Politicians Continue to Use Cell Phones to Get the Vote

By Amanda Ciccatelli, TMCnet Web Editor

The phone rings and instead of a person on the other end, it's a recording. The familiar voice is a politician asking you to vote. Political campaigns have spent millions on pre-recorded calls to the home phones of America persuading them to vote. Now, with the 2012 campaign for President and Senate, those calls are starting to be made to cell phones, too.


Recently, the atlantic.com reported that Hugh Hewitt is getting complaint emails from listeners on his talk-radio show about recorded phone calls.  Hewitt said that studies show when you get six calls, with the seventh call, you're more likely to vote.

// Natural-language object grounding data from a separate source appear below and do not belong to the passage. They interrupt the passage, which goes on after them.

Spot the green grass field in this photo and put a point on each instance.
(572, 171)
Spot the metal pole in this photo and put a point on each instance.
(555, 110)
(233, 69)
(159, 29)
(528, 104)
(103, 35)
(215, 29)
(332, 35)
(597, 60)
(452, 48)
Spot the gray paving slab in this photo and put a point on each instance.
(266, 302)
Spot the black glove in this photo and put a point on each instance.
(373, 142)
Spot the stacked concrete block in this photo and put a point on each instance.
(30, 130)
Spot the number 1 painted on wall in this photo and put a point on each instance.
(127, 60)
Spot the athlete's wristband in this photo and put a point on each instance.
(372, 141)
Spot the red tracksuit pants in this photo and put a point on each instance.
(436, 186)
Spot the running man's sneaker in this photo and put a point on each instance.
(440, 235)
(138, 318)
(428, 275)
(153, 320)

If you are frustrated over the minutes you just lost listening to a political pitch and even have signed up and placed your name on the Do Not Call Registry, those calls aren't going to stop. Nonprofit groups, survey companies and political campaigns are exempt from this registry, and a campaign may have no way to determine that the number they're dialing is a cell phone.

Part of the problem is that one-third of Americans have dropped their home phone lines and only use a cell phone, therefore, it is the only number to give out.

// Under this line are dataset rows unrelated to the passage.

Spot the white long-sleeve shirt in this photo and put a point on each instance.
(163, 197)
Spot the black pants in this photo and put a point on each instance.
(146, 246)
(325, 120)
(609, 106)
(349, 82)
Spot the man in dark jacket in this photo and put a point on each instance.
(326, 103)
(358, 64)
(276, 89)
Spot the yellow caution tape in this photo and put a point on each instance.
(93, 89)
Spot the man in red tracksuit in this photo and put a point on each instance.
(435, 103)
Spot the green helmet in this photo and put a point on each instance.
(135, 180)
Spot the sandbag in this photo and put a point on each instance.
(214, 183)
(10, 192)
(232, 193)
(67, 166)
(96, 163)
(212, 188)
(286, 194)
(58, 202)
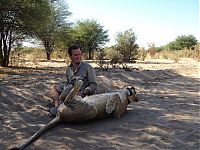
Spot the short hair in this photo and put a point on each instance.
(73, 47)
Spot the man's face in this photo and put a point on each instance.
(76, 56)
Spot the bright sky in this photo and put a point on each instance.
(153, 21)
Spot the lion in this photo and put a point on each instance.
(77, 109)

Politicians use cell phones to work the system to make as many of these cheap and easy contacts as they like. According a tbo.com article, nothing is going to prevent candidates from calling your number.

Federal rules even require the pre-existing relationship before a computer can automatically dial a cell phone number, but modern campaigns have ways around this rule. Democrat and Republican campaigns can enlist volunteers to make calls. The volunteer simply signs up online and the campaign provides a list of phone numbers or even makes the connection between the caller and the recipient. The law then sees it as one person calling another person.

Even you were a motivated citizen wishing to file a complaint, you would need to identify who made the call: a candidate, a political action committee, a SuperPAC, a nonprofit. Modern caller ID blocking can make this impossible because the cell phone screen may appear blank or display "unavailable."

The Federal Communications Commission is aiming to address this problem, but there are complicated reasons that give the upper hand to those campaigning for office. Because campaigns and elections have a short lifespan, by the time a penalty is imposed Election Day may have come and gone.